Столешница столетий - Золотцев Станислав Александрович


Станислав Золотцев


Столешница столетий Сказание о родовé

I

Да, так-то, ребята… Как говорится, и полвека не прошло, как мне стало ясно, что именно с этим ощущением времени я и жил всю жизнь с того часа, когда мой прародитель самыми простыми словами обозначил суть этого понятия. Жил, не осознавая, но чувствуя время, как что-то одновременно и монолитное, и упругое — словно поток сильного встречного ветра. И как же сладостно и радостно было преодолевать его в юные годы, как здорово было душой и плотью ощущать его тугое и мощное естество. А в пору зрелости — каким победным и звонким солнцем наполнялось моё естество, тараня собой, своей вошедшей в зенит жизненной силой этот монолитно-пружинный встречный поток времени!.. Нет, никогда не жил я согласно строке кумира многих наших интеллектуалов, никогда не был я «у времени в плену». То продавливал собой упругое сопротивление времени, то седлал его поток, а то и — в часы и дни особо вдохновенные — входил в него поистине, как нож в масло!.. Но пленником времени, завязшим в его монолите я никогда не был.
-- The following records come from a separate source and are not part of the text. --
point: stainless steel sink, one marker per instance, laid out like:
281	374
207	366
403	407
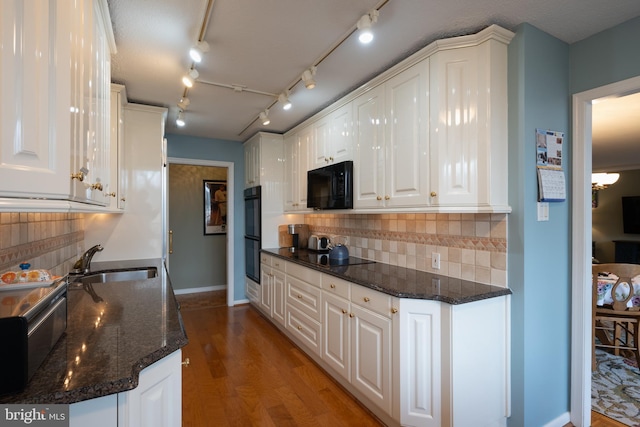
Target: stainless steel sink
123	275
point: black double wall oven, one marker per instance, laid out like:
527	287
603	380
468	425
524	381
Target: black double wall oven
252	232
(Хотя бы потому, что никогда не хотел уподобляться не только что пчеле или мухе, навеки опочившим в сладко-золотой толще мёда, но даже и какой-нибудь доисторической мошке, уже миллион лет покоящейся в лучистой глуби янтаря. Велика честь, конечно — знать, что когда-либо на тебя взглянут, как на драгоценное ископаемое, или, может быть, даже станешь ты частицей украшения на груди какой-нибудь красавицы из сверхдалёких грядущих эр, велика честь — но не по мне, не по моей натуре… Не по нутру!)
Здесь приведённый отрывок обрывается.